Показанный Казаком мир – это воплощенная банализация зла. Его символика близка хаотичным видениям Кафки. Это родство – в сращении сверхъестественного с привычным, повседневным, чудовищно невероятного с обыденным, в слиянии планов фантасмагорического и каждодневного, в атмосфере страха и униженности человека, задавленного и уничтожаемого анонимной бюрократией. Война предстает в романе как апокалиптическое видение конца света. Но ведь и большинству немцев в момент крушения рейха казалось, что рушится весь мир.
Функционирование подземного города воспринимается как метафора бессмысленности бытия. Вот Роберт видит, как к фасаду полуразрушенного дома приставлена лестница, на верхней перекладине которой женщина тщательно моет тряпкой … доски, заменившие оконное стекло. Ее действия герой воспринимает как «насмешку над разумной целью». Собственно, и вся жизнь в каменных лабиринтах несет на себе печать полнейшей абсурдности. Люди здесь лишь воображают, что живут, на самом деле на каждом лежит «неизгладимая печать» смерти. («Неизгладимая печать» – так назывался роман Элизабет Ланггессер, вышедший в 1946 году, и это название – одно из символических обозначений времени, хотя автор и избегает каких-либо конкретных ассоциаций.) Да, люди у Казака лишь воображают, что живут, на самом деле они движутся к смерти. Но в то же время понятно, что им «помогают» отправиться на тот свет. Зло, хотя и носит в романе некий универсальный характер, все же воплощено во вполне конкретных исторических категориях, таких как фашизм, непосредственный отклик на который мы безусловно ощущаем в романе.
Носитель высшей мудрости Мастер Магус, философский наставник героя, олицетворяет восточную мудрость, которая очень привлекает Казака. По мнению Мастера Магуса, «яд демонов» поощряет человечество стремиться к рекордам, достижениям, убыстрению темпа – «они побеждают природу, чтобы стать рабами техники». Здесь звучат, таким образом, антицивилизаторские мотивы, окрашенные в романтические тона, – неприятие материального мира, «прозы жизни», противопоставленной «вечным ценностям». Самая впечатляющая аллегория такого рода – описание двух подземных заводов, на одном из которых по сложнейшей и все совершенствующейся технологии прессуется из пыли камень.
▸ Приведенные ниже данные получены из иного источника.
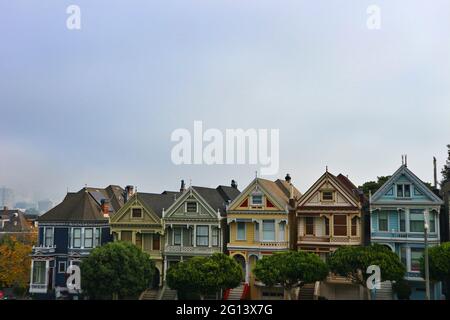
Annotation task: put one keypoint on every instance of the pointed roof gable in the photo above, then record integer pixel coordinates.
(413, 179)
(341, 183)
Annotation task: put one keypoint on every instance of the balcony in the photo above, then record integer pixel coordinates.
(403, 235)
(330, 239)
(191, 250)
(43, 250)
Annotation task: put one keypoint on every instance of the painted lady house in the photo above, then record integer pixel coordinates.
(139, 221)
(258, 223)
(330, 214)
(67, 234)
(195, 224)
(398, 210)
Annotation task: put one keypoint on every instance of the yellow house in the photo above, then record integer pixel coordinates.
(139, 221)
(258, 224)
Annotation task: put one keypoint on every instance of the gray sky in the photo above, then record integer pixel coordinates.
(97, 106)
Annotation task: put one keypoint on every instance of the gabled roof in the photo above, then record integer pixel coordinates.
(13, 221)
(85, 205)
(340, 182)
(418, 183)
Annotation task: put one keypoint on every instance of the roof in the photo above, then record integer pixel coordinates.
(219, 197)
(13, 221)
(158, 201)
(85, 205)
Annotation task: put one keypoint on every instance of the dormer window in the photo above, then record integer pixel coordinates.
(136, 213)
(191, 207)
(403, 191)
(327, 196)
(257, 199)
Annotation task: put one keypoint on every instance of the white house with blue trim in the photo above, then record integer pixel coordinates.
(397, 221)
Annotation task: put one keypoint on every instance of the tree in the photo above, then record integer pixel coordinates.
(439, 265)
(204, 275)
(290, 269)
(446, 170)
(372, 186)
(352, 262)
(15, 263)
(116, 270)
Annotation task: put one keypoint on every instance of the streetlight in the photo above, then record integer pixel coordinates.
(427, 269)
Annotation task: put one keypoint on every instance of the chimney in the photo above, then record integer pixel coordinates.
(288, 178)
(129, 191)
(435, 172)
(105, 207)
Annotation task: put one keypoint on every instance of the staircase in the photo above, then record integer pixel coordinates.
(306, 292)
(236, 293)
(149, 294)
(385, 292)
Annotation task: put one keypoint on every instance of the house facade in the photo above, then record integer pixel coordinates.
(67, 234)
(195, 223)
(258, 226)
(329, 215)
(139, 221)
(398, 210)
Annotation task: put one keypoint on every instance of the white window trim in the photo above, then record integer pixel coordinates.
(237, 231)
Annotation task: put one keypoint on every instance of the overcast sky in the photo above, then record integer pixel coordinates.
(97, 106)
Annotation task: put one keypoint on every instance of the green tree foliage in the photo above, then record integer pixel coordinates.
(205, 275)
(290, 269)
(116, 270)
(446, 170)
(352, 262)
(372, 186)
(439, 265)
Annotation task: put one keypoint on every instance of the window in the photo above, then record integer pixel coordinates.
(156, 242)
(403, 191)
(309, 225)
(327, 226)
(382, 221)
(354, 226)
(191, 207)
(88, 237)
(402, 216)
(177, 236)
(202, 235)
(403, 255)
(257, 199)
(62, 267)
(282, 229)
(416, 223)
(39, 272)
(327, 195)
(240, 231)
(97, 241)
(340, 224)
(416, 254)
(48, 237)
(268, 230)
(215, 237)
(136, 213)
(77, 237)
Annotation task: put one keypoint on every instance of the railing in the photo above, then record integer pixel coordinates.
(192, 249)
(43, 249)
(403, 235)
(330, 239)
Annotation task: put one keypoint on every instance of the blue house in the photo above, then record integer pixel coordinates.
(67, 234)
(397, 221)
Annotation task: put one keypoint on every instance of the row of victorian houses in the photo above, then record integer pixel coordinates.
(264, 218)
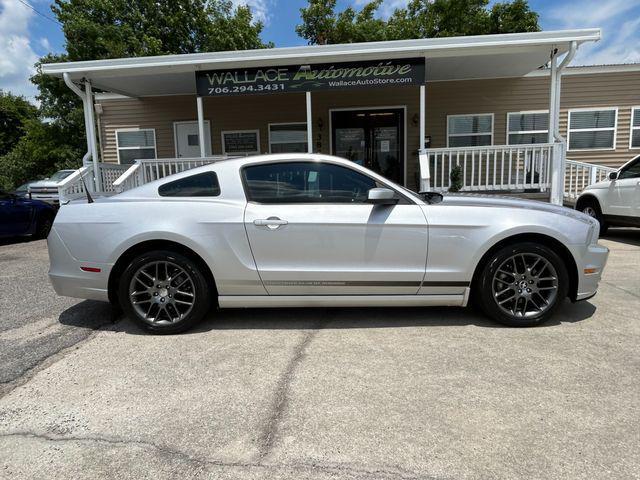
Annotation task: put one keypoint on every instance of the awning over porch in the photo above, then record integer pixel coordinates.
(453, 58)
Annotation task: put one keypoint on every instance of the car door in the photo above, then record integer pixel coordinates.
(623, 196)
(15, 215)
(312, 232)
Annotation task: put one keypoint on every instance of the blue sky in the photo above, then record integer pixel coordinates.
(26, 35)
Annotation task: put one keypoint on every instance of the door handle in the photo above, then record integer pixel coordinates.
(271, 222)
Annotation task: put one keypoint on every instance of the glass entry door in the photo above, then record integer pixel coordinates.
(371, 138)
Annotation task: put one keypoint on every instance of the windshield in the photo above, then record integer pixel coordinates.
(61, 175)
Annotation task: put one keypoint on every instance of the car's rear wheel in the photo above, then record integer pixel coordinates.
(592, 208)
(164, 292)
(522, 284)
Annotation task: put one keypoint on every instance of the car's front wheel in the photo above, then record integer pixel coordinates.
(522, 284)
(164, 292)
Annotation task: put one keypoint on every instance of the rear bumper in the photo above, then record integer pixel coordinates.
(593, 257)
(68, 279)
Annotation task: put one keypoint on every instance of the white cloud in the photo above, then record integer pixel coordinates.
(261, 9)
(17, 57)
(44, 43)
(620, 23)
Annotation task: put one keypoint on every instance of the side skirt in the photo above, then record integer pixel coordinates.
(280, 301)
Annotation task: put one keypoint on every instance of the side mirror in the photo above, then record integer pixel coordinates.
(382, 196)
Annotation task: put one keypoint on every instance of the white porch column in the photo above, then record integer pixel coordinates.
(423, 158)
(309, 124)
(552, 98)
(423, 107)
(91, 134)
(201, 137)
(556, 161)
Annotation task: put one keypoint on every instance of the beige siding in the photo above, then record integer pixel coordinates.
(501, 96)
(250, 113)
(497, 96)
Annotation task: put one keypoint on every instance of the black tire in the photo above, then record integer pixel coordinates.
(156, 291)
(492, 276)
(43, 226)
(591, 207)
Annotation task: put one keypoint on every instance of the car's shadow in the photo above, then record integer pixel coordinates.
(16, 240)
(630, 236)
(91, 314)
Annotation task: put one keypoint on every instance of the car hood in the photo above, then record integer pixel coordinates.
(496, 201)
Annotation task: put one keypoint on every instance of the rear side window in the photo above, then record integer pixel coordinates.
(306, 182)
(200, 185)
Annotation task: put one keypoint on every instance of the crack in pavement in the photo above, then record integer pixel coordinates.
(283, 387)
(333, 468)
(25, 376)
(620, 288)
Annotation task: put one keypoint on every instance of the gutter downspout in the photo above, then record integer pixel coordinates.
(562, 160)
(573, 48)
(75, 89)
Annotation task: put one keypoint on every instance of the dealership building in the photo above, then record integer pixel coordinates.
(509, 110)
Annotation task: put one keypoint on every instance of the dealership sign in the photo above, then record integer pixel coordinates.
(303, 78)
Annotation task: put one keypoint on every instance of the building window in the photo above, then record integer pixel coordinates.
(288, 138)
(241, 142)
(592, 129)
(469, 130)
(135, 144)
(527, 127)
(634, 141)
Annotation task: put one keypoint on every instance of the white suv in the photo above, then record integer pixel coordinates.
(614, 202)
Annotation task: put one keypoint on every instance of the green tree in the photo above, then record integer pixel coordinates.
(321, 24)
(15, 113)
(99, 29)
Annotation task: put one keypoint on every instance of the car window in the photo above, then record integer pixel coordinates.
(200, 185)
(306, 182)
(632, 170)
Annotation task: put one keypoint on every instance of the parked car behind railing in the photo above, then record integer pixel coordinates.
(47, 189)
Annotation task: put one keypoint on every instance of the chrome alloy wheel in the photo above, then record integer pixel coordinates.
(162, 293)
(525, 285)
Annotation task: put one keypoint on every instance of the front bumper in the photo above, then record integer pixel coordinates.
(68, 279)
(592, 258)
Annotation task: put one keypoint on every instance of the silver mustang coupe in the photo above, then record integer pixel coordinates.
(296, 230)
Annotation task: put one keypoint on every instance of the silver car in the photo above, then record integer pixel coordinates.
(296, 230)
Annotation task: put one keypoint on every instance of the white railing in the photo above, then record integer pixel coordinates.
(579, 175)
(148, 170)
(492, 168)
(109, 173)
(72, 187)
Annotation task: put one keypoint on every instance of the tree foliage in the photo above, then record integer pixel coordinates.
(321, 24)
(99, 29)
(15, 113)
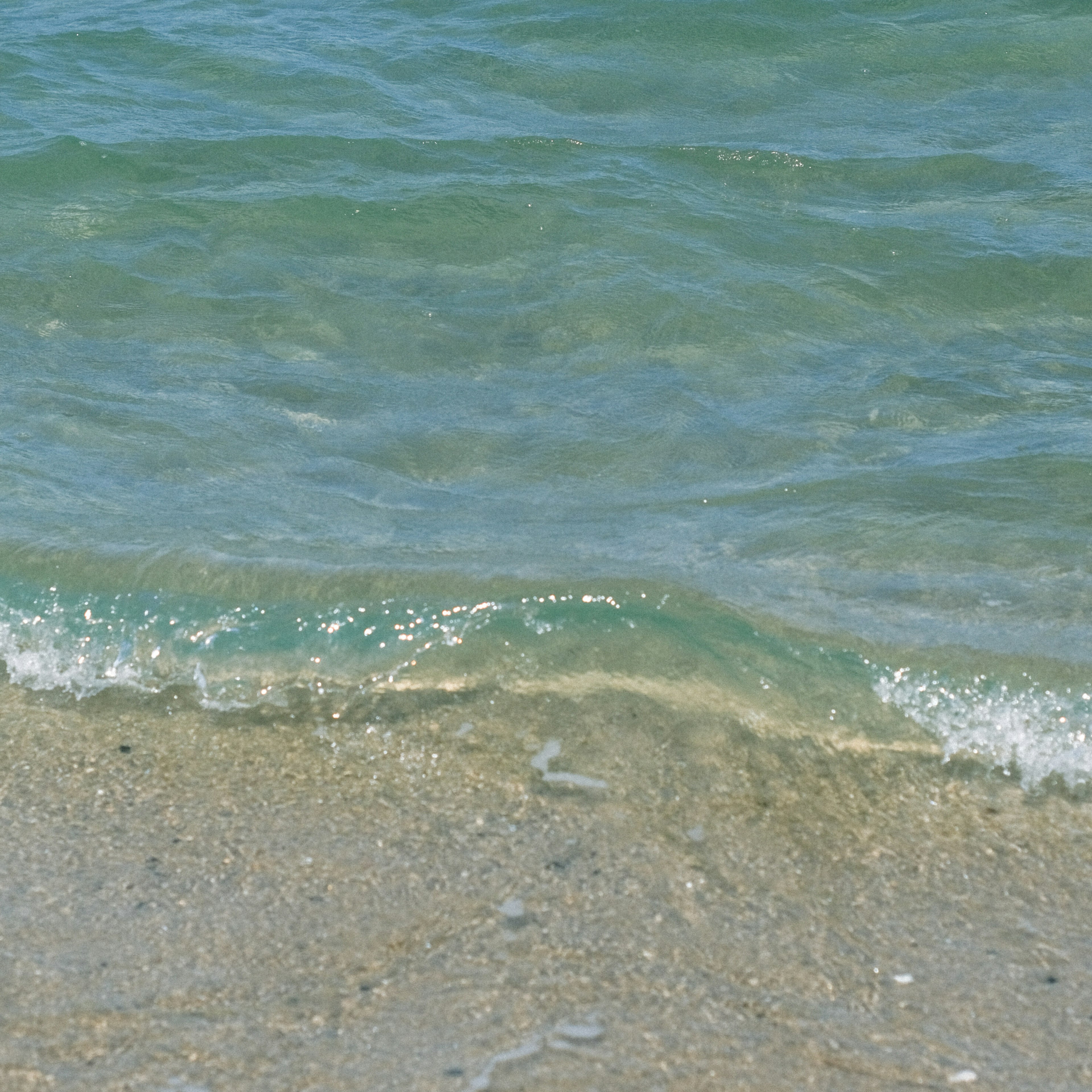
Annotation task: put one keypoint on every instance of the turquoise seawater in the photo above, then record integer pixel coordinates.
(745, 340)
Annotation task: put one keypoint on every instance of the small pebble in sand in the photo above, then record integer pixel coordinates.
(512, 909)
(963, 1077)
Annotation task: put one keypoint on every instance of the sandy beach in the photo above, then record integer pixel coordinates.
(398, 899)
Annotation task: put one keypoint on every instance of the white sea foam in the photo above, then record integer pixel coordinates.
(1030, 731)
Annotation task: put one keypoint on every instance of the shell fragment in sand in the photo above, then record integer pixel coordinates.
(963, 1077)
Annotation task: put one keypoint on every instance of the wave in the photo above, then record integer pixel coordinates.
(1029, 731)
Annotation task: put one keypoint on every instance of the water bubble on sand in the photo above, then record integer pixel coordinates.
(584, 1032)
(526, 1050)
(551, 751)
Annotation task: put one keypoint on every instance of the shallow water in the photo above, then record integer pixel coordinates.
(783, 305)
(524, 365)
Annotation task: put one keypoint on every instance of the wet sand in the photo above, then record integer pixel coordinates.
(289, 901)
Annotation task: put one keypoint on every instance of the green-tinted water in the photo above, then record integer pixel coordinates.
(315, 320)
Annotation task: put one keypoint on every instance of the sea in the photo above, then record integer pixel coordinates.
(735, 347)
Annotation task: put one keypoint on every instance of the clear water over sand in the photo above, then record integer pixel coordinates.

На другом этот камень по столь же изощренной технологии перемалывается в пыль, которая снова транспортируется на первый завод и там перерабатывается в камень – и так до бесконечности, с колоссальными затратами материальных средств, с постоянным ускорением и уплотнением трудовых процессов.
Символика подземных заводов воплощает один из настойчиво повторяющихся мотивов творчества Казака. Широкую известность получила его притча «Ткацкий станок» – история священного ковра, над которым веками работают люди, пока он, превратившись в самоцель, не начинает парализовать жизнь. Ковер требует все новых расходов, разрастается чиновничий аппарат, растут поборы среди населения на его содержание. Изготовление ковра приобретает все более абсурдный характер: из-за прибылей разгораются войны, ковер требует «жизненного пространства» – «механический и антисоциальный аппарат приходит на смену здоровому человеческому рассудку».
Притча завершается тем, что огонь пожирает ковер, к радости последующих поколений, избавленных от «мумии коверного производства и призрака войны». Осуществлять равновесие созидания и разрушения становится все сложнее, ибо с «новой эрой расщепления атома» уже ничто не может противостоять уничтожению.
Писатель откликается тем самым и на актуальную проблему современности – каким целям будут служить техника и наука, не окажутся ли они поставленными на службу бесчеловечности и антигуманности.
Возвращаясь к роману «Город за рекой», необходимо подчеркнуть, что, размышляя о войне, автор изображает ее как часть все того же вечного круговорота, хотя, напомним, роман писался, несомненно, под впечатлением от страшной войны. Роберт посещает казарму, где собраны солдаты разных армий и эпох – они до сих пор спорят о том, чья сторона победила, ибо каждый из них был убит до исхода сражения. Звучат националистические лозунги, солдаты строятся в шеренги – «похоронная процессия истории». Можно считать, что роман не просто антивоенный, он еще и пацифистский: война – бесконечный стереотип «все той же глупости».